As good as Abbrederis is—he is second in the Big Ten in receiving yards per game at 107.7—Illinois coach Tim Beckman knows his unit must first contain the running game.

The thinking is that if you contain the ground game you can negate UW’s play-action passing game.

When the teams met last season, the Badgers managed only 40 yards on 14 carries in the first half. Abbrederis was held to four catches for 31 yards and the game was tied, 7-7, at halftime.

UW rushed 19 times for 133 yards in the second half and Abbrederis caught three balls for 86 yards—for 12, 15 and 59.

The 59-yard score came on a play-action fake.

“The run ties in with the pass and the pass ties in with the run,” said Abbrederis, who is an outstanding run-blocker. “It helps because you’re cracking safeties all day when you’re running.

“And then it looks like you’re going to crack a safety and you take it over the top.”

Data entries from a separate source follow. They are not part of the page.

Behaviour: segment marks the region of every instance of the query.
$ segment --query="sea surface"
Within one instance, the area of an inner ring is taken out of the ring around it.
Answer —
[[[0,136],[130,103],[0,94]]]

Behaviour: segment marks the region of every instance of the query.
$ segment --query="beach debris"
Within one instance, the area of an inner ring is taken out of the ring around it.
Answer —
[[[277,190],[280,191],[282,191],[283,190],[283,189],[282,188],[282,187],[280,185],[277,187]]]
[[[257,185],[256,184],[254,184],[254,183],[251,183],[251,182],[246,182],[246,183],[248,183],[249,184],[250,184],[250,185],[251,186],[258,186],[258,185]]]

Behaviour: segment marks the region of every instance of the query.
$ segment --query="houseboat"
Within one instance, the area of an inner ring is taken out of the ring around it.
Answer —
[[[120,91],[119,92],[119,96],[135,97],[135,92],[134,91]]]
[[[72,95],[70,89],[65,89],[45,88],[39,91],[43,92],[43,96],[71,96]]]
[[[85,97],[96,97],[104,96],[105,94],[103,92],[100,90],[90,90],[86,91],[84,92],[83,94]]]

The Illini allowed 335 rushing yards in a 39-19 loss at Nebraska on Oct. 5 and are 11th in the Big Ten against the run (195.4 yards per game).

“We’ve got to be able to create some pressure on the run game because they definitely are a team that sets up the pass through the run,” Beckman said. “We’re going to gang tackle and tackle in space better than we did at Nebraska.”

If not, Abbrederis will be running free in the Illinois secondary once again.